If you were wondering, yes, of course you can place tiles not only for your lines but for others. You are entitles to start, continue and end (knowing or unknowingly!) the train tracks of others. This is actually a very important game dynamic for this provides you with control of the direction of your opponent’s trains, and for how long their routes go on. But of course…They can do the same back at you! So do not be surprise if you have plenty of 1 or 2 point scoring lines out of spite. In fact, bear in mind that even if all your lines have been closed, as long as there are tiles, you are still in play, therefore determining the success of others. The Fun Never Stops.

The only thing left to explain is the scoring system: for each track (not tile!) that your train passes through, you score one point. And remember, if you end a line in the centre stations, you double that score. So your lines can go on complete loops for all you care, as long as the do not reach their end at another station, they will give you as many points as tracks have been legally connected.
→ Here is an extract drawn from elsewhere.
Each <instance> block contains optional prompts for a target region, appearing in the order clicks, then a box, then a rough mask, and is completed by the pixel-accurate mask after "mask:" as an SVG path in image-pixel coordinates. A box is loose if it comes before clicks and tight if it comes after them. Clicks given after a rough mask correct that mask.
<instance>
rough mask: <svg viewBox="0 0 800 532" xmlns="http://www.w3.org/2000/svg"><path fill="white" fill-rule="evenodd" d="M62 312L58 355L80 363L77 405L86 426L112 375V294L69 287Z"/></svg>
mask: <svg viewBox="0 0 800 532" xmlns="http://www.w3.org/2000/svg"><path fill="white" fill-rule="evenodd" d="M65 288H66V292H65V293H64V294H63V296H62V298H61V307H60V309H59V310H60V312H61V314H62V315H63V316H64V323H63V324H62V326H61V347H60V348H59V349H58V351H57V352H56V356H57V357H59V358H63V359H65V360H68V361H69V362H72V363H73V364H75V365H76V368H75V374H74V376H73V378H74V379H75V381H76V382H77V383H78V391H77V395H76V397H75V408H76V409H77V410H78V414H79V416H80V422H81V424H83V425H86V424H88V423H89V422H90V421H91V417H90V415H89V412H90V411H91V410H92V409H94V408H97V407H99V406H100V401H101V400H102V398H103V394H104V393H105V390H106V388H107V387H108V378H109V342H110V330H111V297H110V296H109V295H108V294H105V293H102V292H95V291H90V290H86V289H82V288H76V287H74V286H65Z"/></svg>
Scoring example: train starting on the track highlighted by the blue token. Total points = 17. Starts on tile in ront of the token, then turns down and out throuh starting tile again up the board, then loops again and up to eventually turn around and down, finishin in the tile right next to the blue token (no. 27).
Scoring example: train starting on the track highlighted by the blue token. Total points = 17. Starts on tile in ront of the token, then turns down and out throuh starting tile again up the board, then loops again and up to eventually turn around and down, finishin in the tile right next to the blue token (no. 27).

And that is really all the mystery that there is to Metro.  Because the game is so easy to understand this is a great game if you are playing with kids (I would say ages 8+ should be ok with the dynamics), or if you are introducing new people to board games and you want to skip the scary bit of uber complicated rules that require memorisation and super deep strategy. Metro is user-friendly for all ages and all types of gamers.